Trybunał rozpatruje całą serię skarg przeciwko paktowi fiskalnemu o wzmocnieniu dyscypliny budżetowej oraz Europejskiemu Mechanizmowi Stabilizacyjnemu przeznaczonemu na pomoc zadłużonym krajom eurolandu. Wniesiono je zaraz po tym, gdy 29 czerwca obie izby parlamentu Niemiec, Bundestag i Bundesrat, wyraziły zgodę na ratyfikację funduszu EMS oraz paktu fiskalnego UE. Skargi te uniemożliwiły wejście w życie EMS zgodnie z planem 1 lipca.
Zarówno przyjęty z inicjatywy Niemiec pakt fiskalny o wzmocnieniu dyscypliny budżetowej, jak i fundusz EMS na wsparcie zadłużonych krajów strefy euro to bardzo ważne elementy strategii walki z kryzysem zadłużenia w państwach unii walutowej. Mechanizm EMS może wkrótce okazać się potrzebny, by dostarczyć środków finansowych na ratowanie Hiszpanii bądź Włoch, które mają coraz większe problemy z pozyskaniem finansowania na rynkach, rośnie bowiem oprocentowanie ich długu.
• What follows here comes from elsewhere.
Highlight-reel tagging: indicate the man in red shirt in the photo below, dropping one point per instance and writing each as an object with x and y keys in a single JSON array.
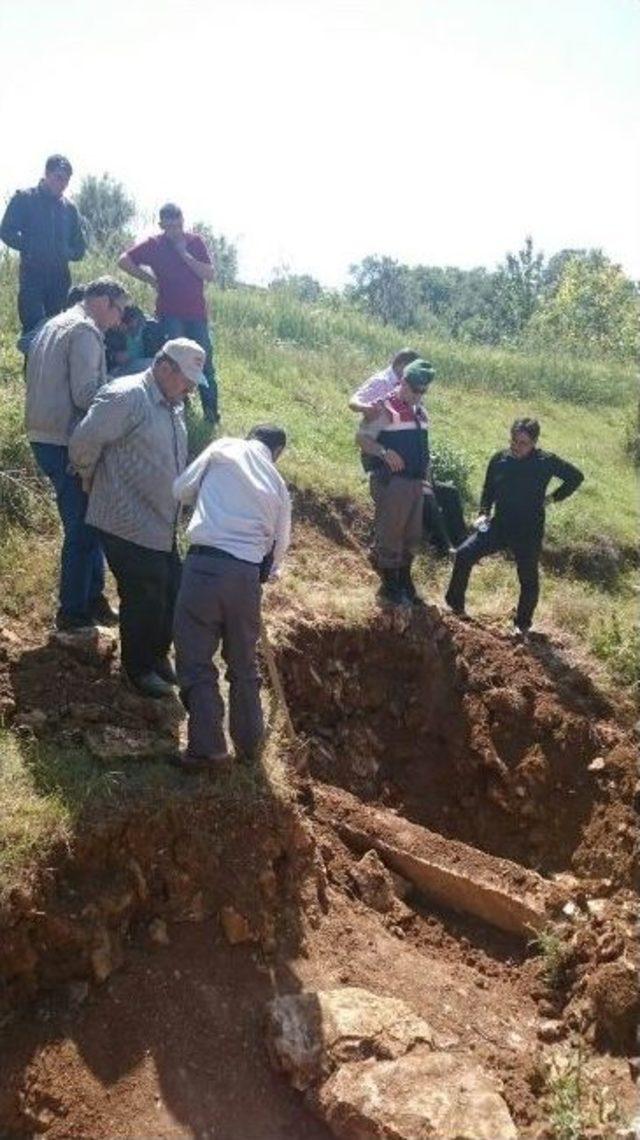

Jednak przeciwnicy tych traktatów twierdzą, że pozbawiają one parlament suwerennych kompetencji w kwestiach budżetu.
Poprzednie skargi do trybunału wniosła partia Lewica, stowarzyszenie "Więcej Demokracji" popierane przez 23 tys. obywateli, a także eurosceptyczny poseł bawarskiej chadecji CSU Peter Gauweiler i ugrupowanie Wolni Wyborcy.
W minionych latach sędziowie w Karlsruhe wydali kilka wyroków dotyczących pogłębienia integracji w UE oraz europejskiej polityki walki z kryzysem w strefie euro, upominając rząd, by należycie informował i konsultował się z parlamentem, i wzmacniając kontrolne uprawnienia Bundestagu. Prawo parlamentu do nadzoru nad poczynaniami rządu w sprawach UE wynika z jego konstytucyjnych uprawnień do decydowania o dochodach i wydatkach publicznych.
Wyznaczenie przez sąd w Karlsruhe granic integracji europejskiej dla Niemiec sprawiło, że politycy coraz częściej mówią o potrzebie głębokiej zmiany niemieckiej konstytucji i zorganizowania referendum w tej sprawie.
Cytowani przez Reutera prawnicy konstytucjonaliści oczekują, że niemiecki trybunał zaaprobuje teraz obydwa traktaty, ale określi kolejne granice dla dalszego jednoczenia UE.